If patients are waiting extended periods of time for an ambulance because their call was forever put on hold, then that is not an acceptable level of service.
The question is how much taxes are people willing to pay in order to get that level of service.
Take for example Philly or Detroit.
Look at the reduction in FDNY responses in areas where they do have alternate transport providers. If you suddenly added that to FDNY you would have to increase resources. The same with LA. Again, who is going to pay for this?
Raise taxes, sure, I agree, but the current political clime is rather toxic for suggesting that tax money actually buys essential services. Too many morons out there.
In the case of NYC 911, it's different than other areas where the local gov't pays the private provider through a contract. If it they're not cutting a profit, they'll pack up and leave. These hospitals are contracted to provide 911 spots. If they get money from the city, which I don't think they do, they run in the red. I know that 911 at my old hospital ran in the red for pretty much the whole time I worked there. I asked why we were doing it if there was no money involved. I was told that running 911 buses provided good training and experience for our employees, which strengthened their performance at the IFT division. In addition, the 911 buses were advertisement for the hospital. If the pts received competent and courteous care, they'll be more apt to choose that hospital over others. What happened, though, is that many hopsitals participated in pt steering. That's where they took the insured pts to their home hospitals, and the uninsured to hospitals further away. Steering insured pts that need a cath, surgery, or a lengthy inpatient admission would more than cover the cost of the 911 service alone.

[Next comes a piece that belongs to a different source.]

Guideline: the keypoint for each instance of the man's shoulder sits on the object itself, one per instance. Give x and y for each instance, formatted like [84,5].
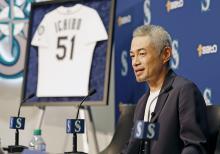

The two privates, Transcare and AMR were contracted by hospitals and ran 911 for them, just like the other voluntary hospitals that ran their own buses. I don't think there's any way the city could take back all these spots. That would have to be over a significant period of time, and would be cost prohibitive regardless.
Having multiple providers in that area creates problems with QA/QI, discipline, as well as inequality in hiring standards and equipment. In addition, their protocols are very much mother may I:
http://www.nycremsco.org/images/articlesserver/ALS_Protocols_January_2010_v01012010c.pdf
I was looking at these the other day. Down here we can do everything they do, actually a good deal more, and almost all by standing orders. Many of their interventions are medical control options. The telemetry docs require a full, detailed report that can take several minutes. I believe the abundance of med control options and a lengthy report to jump protocols and such is due to the numerous 911 providers. There's no standard for education and proficiency. This setup lets each doc get an idea of what kind of individual they're dealing with. That's why they need to give such a lengthy report, and sometimes the rationale for and effects of their tx before getting the blessing. This is for any deviation from the cookbook, BTW.
Edit: I believe that if it were just FDNY EMS, they could make the protocols way more liberal. There would be a clear minimum standard in education and proficiency, and the leniency of the protocols would reflect those standards. With all these different hospitals and privates, there's no way to really know who you have riding on that bus.